C’est en adoptant des politiques de solidarité, en refusant de s’enfermer dans des mesures d’austérité désespérantes et stériles, que la perte de confiance de l’opinion publique dans la politique gouvernementale peut être enrayée, que les bases d’un rassemblement populaire et démocratique peuvent être jetées.

C’est l’un des enjeux des élections municipales à venir. A cet égard, la participation au scrutin constitue un élément d’importance pour ne pas placer la République et la démocratie en état de faiblesse. Sans entrer dans le détail des programmes et listes soumis aux électrices et électeurs, la LDH rappelle que c’est en combinant la défense des libertés et du progrès social que « l'esprit de 36 » a su rassembler et faire échec aux vents mauvais.

C’est cet esprit que la LDH entend faire vivre dans les débats électoraux à venir en défendant des mesures concrètes pour l’égalité, la fraternité et la solidarité, en rassemblant contre le racisme et l’antisémitisme, contre l’homophobie et toutes les discriminations.
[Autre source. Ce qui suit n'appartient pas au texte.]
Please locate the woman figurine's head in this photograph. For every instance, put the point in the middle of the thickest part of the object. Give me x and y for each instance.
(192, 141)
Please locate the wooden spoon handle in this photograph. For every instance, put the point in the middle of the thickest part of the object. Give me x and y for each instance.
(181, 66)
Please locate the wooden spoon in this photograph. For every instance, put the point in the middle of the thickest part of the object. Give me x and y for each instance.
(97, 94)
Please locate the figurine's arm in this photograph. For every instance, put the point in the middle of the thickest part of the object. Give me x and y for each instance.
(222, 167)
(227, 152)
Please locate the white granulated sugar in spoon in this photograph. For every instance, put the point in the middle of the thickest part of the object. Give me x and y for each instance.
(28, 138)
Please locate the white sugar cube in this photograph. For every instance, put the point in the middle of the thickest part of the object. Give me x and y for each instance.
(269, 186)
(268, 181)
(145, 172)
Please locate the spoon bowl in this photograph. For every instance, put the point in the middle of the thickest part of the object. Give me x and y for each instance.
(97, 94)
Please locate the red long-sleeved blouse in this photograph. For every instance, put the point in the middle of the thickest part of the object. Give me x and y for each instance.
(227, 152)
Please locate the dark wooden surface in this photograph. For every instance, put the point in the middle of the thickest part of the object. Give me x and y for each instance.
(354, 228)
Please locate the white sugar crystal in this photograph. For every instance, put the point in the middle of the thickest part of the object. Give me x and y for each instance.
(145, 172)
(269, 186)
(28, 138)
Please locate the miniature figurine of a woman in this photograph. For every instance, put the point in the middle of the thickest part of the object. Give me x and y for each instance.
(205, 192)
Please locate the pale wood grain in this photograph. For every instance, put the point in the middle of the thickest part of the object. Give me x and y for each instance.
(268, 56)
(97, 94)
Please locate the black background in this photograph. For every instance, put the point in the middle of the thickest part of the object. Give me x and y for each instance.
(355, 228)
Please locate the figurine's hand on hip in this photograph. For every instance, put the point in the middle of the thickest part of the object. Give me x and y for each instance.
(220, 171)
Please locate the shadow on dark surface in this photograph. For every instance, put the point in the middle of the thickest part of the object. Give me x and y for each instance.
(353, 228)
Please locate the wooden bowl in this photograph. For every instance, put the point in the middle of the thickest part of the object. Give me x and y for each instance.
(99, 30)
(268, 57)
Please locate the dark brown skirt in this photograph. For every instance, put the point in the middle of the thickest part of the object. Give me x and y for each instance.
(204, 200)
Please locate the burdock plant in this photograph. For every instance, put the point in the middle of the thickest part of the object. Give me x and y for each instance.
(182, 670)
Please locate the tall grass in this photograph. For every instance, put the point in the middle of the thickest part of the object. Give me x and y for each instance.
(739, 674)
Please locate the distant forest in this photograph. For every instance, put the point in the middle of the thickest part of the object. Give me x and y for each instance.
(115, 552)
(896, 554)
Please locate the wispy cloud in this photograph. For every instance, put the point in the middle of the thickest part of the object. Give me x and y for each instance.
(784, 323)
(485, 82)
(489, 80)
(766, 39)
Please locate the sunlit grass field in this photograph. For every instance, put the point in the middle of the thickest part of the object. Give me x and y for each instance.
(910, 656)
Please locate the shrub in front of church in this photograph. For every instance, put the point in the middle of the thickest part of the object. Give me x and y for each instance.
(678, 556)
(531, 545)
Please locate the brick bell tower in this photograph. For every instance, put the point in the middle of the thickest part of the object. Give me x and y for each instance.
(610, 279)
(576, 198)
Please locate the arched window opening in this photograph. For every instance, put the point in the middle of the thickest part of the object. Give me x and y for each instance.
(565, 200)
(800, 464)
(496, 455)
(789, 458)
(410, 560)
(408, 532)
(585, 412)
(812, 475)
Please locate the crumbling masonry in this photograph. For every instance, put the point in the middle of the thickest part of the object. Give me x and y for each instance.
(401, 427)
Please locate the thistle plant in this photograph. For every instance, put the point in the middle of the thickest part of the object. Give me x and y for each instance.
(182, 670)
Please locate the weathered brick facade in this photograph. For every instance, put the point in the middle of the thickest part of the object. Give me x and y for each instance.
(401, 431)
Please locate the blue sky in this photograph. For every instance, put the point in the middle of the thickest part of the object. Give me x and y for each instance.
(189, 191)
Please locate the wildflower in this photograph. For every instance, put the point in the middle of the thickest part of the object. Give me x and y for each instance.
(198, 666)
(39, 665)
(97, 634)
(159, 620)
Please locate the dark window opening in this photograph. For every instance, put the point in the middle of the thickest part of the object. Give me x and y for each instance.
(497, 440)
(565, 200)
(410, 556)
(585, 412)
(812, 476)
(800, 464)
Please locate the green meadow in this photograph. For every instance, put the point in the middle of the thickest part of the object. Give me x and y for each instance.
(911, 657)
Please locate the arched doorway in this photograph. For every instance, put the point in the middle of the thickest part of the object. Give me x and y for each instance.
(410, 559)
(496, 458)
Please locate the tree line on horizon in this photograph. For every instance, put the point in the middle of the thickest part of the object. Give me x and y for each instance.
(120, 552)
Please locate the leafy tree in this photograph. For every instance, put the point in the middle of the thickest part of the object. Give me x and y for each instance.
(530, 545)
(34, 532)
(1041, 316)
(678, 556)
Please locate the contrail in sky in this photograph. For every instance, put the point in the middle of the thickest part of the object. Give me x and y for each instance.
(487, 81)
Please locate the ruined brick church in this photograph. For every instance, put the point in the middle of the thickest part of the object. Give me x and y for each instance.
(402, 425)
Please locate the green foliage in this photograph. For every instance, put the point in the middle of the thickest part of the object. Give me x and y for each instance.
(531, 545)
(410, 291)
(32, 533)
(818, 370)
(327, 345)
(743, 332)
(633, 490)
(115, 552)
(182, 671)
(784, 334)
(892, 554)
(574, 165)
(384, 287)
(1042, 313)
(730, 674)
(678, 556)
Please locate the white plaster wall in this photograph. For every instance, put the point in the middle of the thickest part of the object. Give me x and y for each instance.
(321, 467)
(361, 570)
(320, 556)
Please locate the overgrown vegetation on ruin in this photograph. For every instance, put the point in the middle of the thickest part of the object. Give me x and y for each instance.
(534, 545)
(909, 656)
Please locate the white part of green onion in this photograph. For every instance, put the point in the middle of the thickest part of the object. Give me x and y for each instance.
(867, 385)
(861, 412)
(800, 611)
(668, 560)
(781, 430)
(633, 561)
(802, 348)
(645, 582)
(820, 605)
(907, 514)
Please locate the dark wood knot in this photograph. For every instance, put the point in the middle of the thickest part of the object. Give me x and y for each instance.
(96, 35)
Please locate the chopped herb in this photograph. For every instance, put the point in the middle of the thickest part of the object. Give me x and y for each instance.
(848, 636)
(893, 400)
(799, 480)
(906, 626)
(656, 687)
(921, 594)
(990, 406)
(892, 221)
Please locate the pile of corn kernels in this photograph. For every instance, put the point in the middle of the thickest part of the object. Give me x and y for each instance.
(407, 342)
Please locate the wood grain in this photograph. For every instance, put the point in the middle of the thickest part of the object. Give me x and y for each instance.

La LDH appelle les citoyennes et citoyens, les démocrates et les républicains, la société civile et la représentation politique à en débattre ensemble, avant, durant et après la phase électorale qui s’annonce. Face aux menaces et aux discours de haine, elle appelle à se rassembler et à réinventer la promesse d’une République fraternelle et sociale porteuse d’un avenir meilleur pour tous les citoyens.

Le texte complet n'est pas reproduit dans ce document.